NSF STTR NSF 11-561 1
NOTE: The Solicitations and topics listed on this site are copies from the various SBIR agency solicitations and are not necessarily the latest and most up-to-date. For this reason, you should use the agency link listed below which will take you directly to the appropriate agency server where you can read the official version of this solicitation and download the appropriate forms and rules.
The official link for this solicitation is: http://www.nsf.gov/funding/pgm_summ.jsp?pims_id=504700
Application Due Date:
Available Funding Topics
Enhancing Access to the Radio Spectrum (EARS)
The fundamental mission of NSF is to promote discoveries and to advance education across the frontiers of knowledge in science and engineering. Consistent with that mission, NSF encourages and supports a wide range of proposals from the research and education community and from the private small business sector. These proposals are reviewed under NSF's merit review criteria, which cover both the quality of research (intellectual or technical merit) and its potential impact on society (broader impacts or commercial potential).
The STTR program solicits proposals from the small business sector consistent with NSF's mission. The program is governed by Public Law 112-17. A main purpose of the legislation is to stimulate technological innovation and increase private sector commercialization. The NSF small business program is therefore in a unique position to meet both the goals of NSF and the purpose of the STTR legislation by transforming scientific discovery into both societal and economic benefit, and by emphasizing private sector commercialization. NSF has formulated a solicitation topic for STTR that conforms to the legislation. The STTR Topic for this solicitation is Enhancing Access to the Radio Spectrum (EARS). Proposals must address one of the subtopics that are outlined below. Proposals that are not responsive to the subtopics outlined below will be returned without review. When submitting a proposal to the Enhancing Access to the Radio Spectrum topic, code the proposal to the corresponding subtopic under which you are submitting the proposal, e.g., subtopic B. Enhancing Access to the Radio Spectrum (EARS) should be coded with the acronym "EARS" in the subtopic box on the cover page. In addition, use the code as the first item in the key words/phrases portion of the Project Summary of your proposal.
NSF expects synergy in the proposed research. An interdisciplinary and interdependent team approach is required in response to this STTR topic. Proposals submitted in response to this solicitation should explicitly explain the educational value of the product to be developed. The subtopics for this solicitation are as follows:
Enhancing Access to the Radio Spectrum for Learning:
Spectral efficiency. This includes (but is not limited to) innovations that improve spectral efficiency on an "instantaneous" basis, such as mitigation of unwanted emissions, filter technology, interference cancellation, etc., and improvements on a "system-wide" basis, such as dynamic spectrum access and frequency re-use.

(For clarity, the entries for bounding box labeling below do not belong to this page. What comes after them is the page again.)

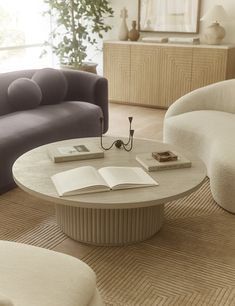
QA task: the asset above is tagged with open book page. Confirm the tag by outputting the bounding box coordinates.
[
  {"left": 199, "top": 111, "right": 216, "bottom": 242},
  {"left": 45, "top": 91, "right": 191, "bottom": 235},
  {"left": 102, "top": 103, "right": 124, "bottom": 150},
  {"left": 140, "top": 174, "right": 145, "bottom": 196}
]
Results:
[
  {"left": 51, "top": 166, "right": 110, "bottom": 196},
  {"left": 98, "top": 167, "right": 158, "bottom": 189}
]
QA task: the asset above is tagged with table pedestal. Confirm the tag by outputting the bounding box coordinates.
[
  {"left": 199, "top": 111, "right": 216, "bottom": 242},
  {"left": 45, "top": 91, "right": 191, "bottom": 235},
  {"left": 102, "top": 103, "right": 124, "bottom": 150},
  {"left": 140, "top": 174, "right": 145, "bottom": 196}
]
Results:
[{"left": 56, "top": 204, "right": 164, "bottom": 245}]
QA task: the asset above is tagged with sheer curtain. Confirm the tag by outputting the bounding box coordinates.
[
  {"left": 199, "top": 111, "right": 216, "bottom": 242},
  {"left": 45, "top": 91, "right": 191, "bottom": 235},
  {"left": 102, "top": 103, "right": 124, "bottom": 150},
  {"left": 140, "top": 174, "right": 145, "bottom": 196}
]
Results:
[
  {"left": 140, "top": 0, "right": 198, "bottom": 32},
  {"left": 0, "top": 0, "right": 53, "bottom": 72}
]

Reconfigurable wireless platforms, including, but not limited to, cognitive radio, software-defined radio, adaptive antennas, etc.
Security of wireless systems.
Legacy: Backwards and forward interoperability and compatibility. A major challenge of moving to a new and more efficient spectrum-use model will be a lengthy and complex transition period that will allow for the co-existence of novel new systems and regulations with the multitude of existing legacy systems and regulations.
Special-purpose wireless systems may be difficult to accommodate within bold new spectrum-use models because of fundamental limitations on frequency agility due to basic operational requirements, extreme sensitivity to interference, or potentially drastic consequences due to failure of an RF link. Innovative solutions for accommodating such systems are needed. These systems may include (but are not limited to) medical devices, surveillance, remote sensing, and passive systems such as radio telescopes.
Wireless system tests, measurements, and validation. New technology that can result in improvements in spectrum efficiency and access will require new test & measurement solutions and standards and regulatory validation. In addition, measurements and metrics required to establish existing and future levels of spectrum occupancy and efficiency will be required.
Economic models for spectrum resource sharing. There exists a need for interdisciplinary research in the areas of market and non-market-based mechanisms for spectrum access and usage to efficiently organize the sharing of scarce spectrum resources. Research themes include - but are not limited to - real-time auctions, market design, spectrum valuation, spectrum management for the home user and managing mixed-rights spectrum.
Proposers are reminded to identify the program solicitation number (NSF 11-561) in the program solicitation block on the NSF Cover Sheet For Proposal to the National Science Foundation. Compliance with this requirement is critical to determining the relevant proposal processing guidelines. Failure to submit this information may delay processing.